Numéro du répertoire général : N° RG 23/01110 – N° Portalis DBYB-W-B7H-OESC
DATE : 25 Septembre 2025
ORDONNANCE
Après débats à l’audience du 26 juin 2025,
Nous, Magali ESTEVE, vice- présidente, Juge de la mise en état, assistée de Tlidja MESSAOUDI greffier lors des débats et de Linda LEFRANC-BENAMMAR, greffier lors du prononcé ; avons rendu l’ordonnance dont la teneur suit le 25 Septembre 2025,
DEMANDEURS
Monsieur [U] [M]
né le [Date naissance 2] 1958 à [Localité 8] (TCHAD), demeurant [Adresse 3]
Madame [H] [G] épouse [M]
née le [Date naissance 1] 1959 à [Localité 10] (ALGERIE) ([Localité 6], demeurant [Adresse 3]
représentés par Me Emilie GUILLAUME, avocat postulant au barreau de MONTPELLIER et Me Vincent BARD avocat plaidant au barreau de la DROME
DEFENDERESSE
Madame [F] [T]
née le [Date naissance 5] 1988 à [Localité 9], demeurant [Adresse 4]
représentée par Maître Vincent CADORET de la SELARL R & C AVOCATS ASSOCIES, avocats au barreau de MONTPELLIER
EXPOSE DU LITIGE
Faits et procédure :
En 2015, Madame [F] [T] a perçu de Madame [H] [G] épouse [J] la somme de 25.000 euros.
Selon acte délivré le 7 mars 2023, Monsieur [U] [J] et Madame [H] [G] épouse [J] ont assigné Madame [F] [T] par devant le Tribunal judiciaire de Montpellier aux fins de la voir condamnée à leur verser en remboursement la somme de 22.789,46 euros outre la somme de 2.500 euros en application de l’article 700 du Code de procédure civile et les entiers dépens.
*
Selon conclusions d’incident notifiées par voie électronique le 19 septembre 2024 auxquelles il convient de se reporter pour le détail de son argumentation, conformément aux dispositions de l’article 455 du code de procédure civile, Madame [F] [T], sollicite du tribunal de
Déclarer Monsieur [J] irrecevable en ses prétentions pour défaut d’intérêt à agir
Déclarer irrecevables comme prescrites les prétentions de Monsieur et Madame [J]

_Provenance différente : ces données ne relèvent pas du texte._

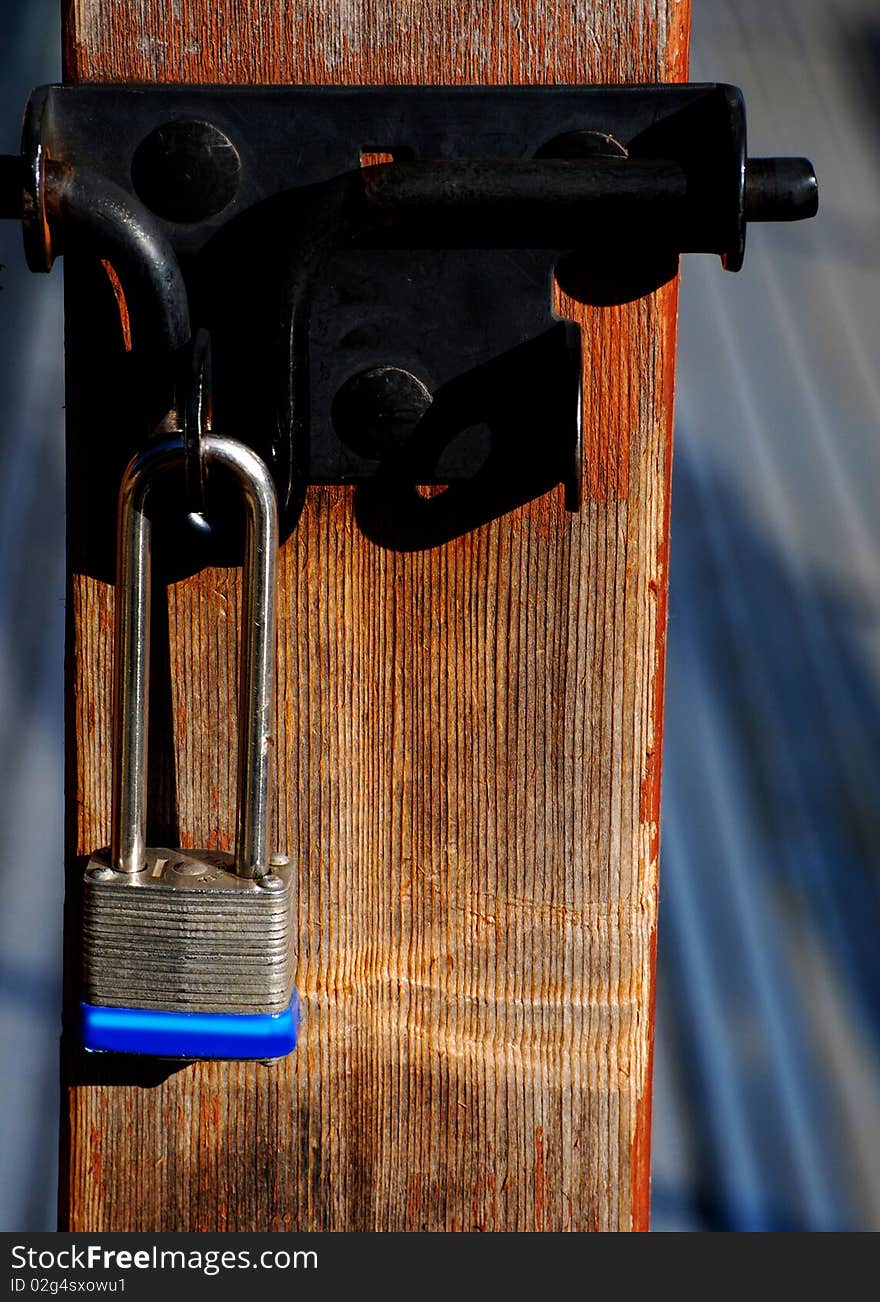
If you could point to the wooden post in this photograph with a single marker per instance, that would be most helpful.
(467, 762)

Elle fait valoir que Monsieur [J] n’est pas partie au contrat et est dépourvu de qualité à agir.
Au visa de l’article 1376 du code civil, elle indique que les demandeurs ne justifient pas d’une reconnaissance de dette, précise que le dernier versement réalisé est intervenu en 2017, que la prescription quinquennale doit s’appliquer.
Selon conclusions d’incident notifiées par voie électronique le 26 mars 2025, auxquelles il convient de se reporter pour le détail de leur argumentation, conformément aux dispositions de l’article 455 du code de procédure civile, Monsieur [U] [J] et Madame [H] [G] épouse [J] sollicitent du tribunal de
DEBOUTER Madame [T] de toutes ses demandes
CONDAMNER Madame [T] à verser la somme de 3.000 euros en application de l’article 700 du Code de procédure civile ;
CONDAMNER Madame [T] aux entiers dépens ;
Au soutien de leurs prétentions, ils indiquent que le versement initial provient de leur compte joint, et que les fonds proviennent de la communauté.

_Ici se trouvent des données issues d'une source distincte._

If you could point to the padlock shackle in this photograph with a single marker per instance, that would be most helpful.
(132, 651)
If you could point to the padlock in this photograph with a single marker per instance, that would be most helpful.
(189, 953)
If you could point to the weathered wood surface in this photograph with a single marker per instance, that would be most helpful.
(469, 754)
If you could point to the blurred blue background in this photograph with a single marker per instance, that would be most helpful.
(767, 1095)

Au visa des articles 2240 du code civil, ils soulignent que dans plusieurs messages Madame [T] s’est engagée au remboursement, que ces messages constituent des aveux, qu’ils ont interrompu la prescription, le dernier étant en date du 5 février 2021.
A l’audience du 27 mars 2025, l’incident a fait l’objet d’un renvoi à l’audience du 26 juin 2025, au cours de laquelle il a été retenu. Les parties ont déposé leurs conclusions et pièces et ont été avisées de ce que la décision était mise en délibéré par mise à disposition au greffe au 25 septembre 2025.
MOTIFS
Sur l’exception d’irrecevabilité
Aux termes de l’article 31 du Code de procédure civile, l’action est ouverte à tous ceux qui ont un intérêt légitime au succès ou au rejet d’une prétention, sous réserve des cas dans lesquels la loi attribue le droit d’agir aux seules personnes qu’elle qualifie pour élever ou combattre une prétention, ou pour défendre un intérêt déterminé.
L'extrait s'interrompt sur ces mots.